Which one of the following graphs between molar conductivity $$\Lambda_m$$ versus $$\sqrt{C}$$ is correct?

The Debye-Hückel-Onsager Equation

For strong electrolytes, the variation of molar conductivity with concentration is linear and follows the Debye-Hückel-Onsager relation:

$$\Lambda_m = \Lambda_m^\circ - A\sqrt{C}$$

Where:

• $$\Lambda_m$$ is the molar conductivity at concentration $$C$$.
• $$\Lambda_m^\circ$$ is the limiting molar conductivity at infinite dilution.
• $$A$$ is a constant depending on the electrolyte type and solvent.

Since both salts are strong 1:1 electrolytes, plotting $$\Lambda_m$$ against $$\sqrt{C}$$ yields a straight line with a negative slope for both.

Comparing Ionic Mobility and Limiting Molar Conductivity

To identify which line sits higher on the graph, we compare their limiting molar conductivities ($$\Lambda_m^\circ$$) using Kohlrausch's law:

$$\Lambda_m^\circ(\text{KCl}) = \lambda^\circ(\text{K}^+) + \lambda^\circ(\text{Cl}^-)$$

$$\Lambda_m^\circ(\text{NaCl}) = \lambda^\circ(\text{Na}^+) + \lambda^\circ(\text{Cl}^-)$$

Since the chloride anion ($$\text{Cl}^-$$) is common to both salts, the difference depends solely on the alkali metal cations:

• The ionic radius of $$\text{Na}^+$$ is smaller than that of $$\text{K}^+$$, which gives $$\text{Na}^+$$ a higher charge density.
• As a result, $$\text{Na}^+$$ undergoes greater hydration in aqueous solution than $$\text{K}^+$$, giving it a larger hydrated radius.
• A larger hydrated shell moves more slowly through water, meaning $$\text{Na}^+$$ has a lower ionic mobility and lower conductance than $$\text{K}^+$$.

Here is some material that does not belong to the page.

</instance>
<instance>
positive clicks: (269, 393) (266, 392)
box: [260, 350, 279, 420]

$$\lambda^\circ(\text{K}^+) > \lambda^\circ(\text{Na}^+) \implies \Lambda_m^\circ(\text{KCl}) > \Lambda_m^\circ(\text{NaCl})$$

Conclusion:

Because $$\text{KCl}$$ maintains a higher molar conductivity than $$\text{NaCl}$$ at any given concentration, its linear plot must have a higher vertical intercept and lie entirely above the line for $$\text{NaCl}$$.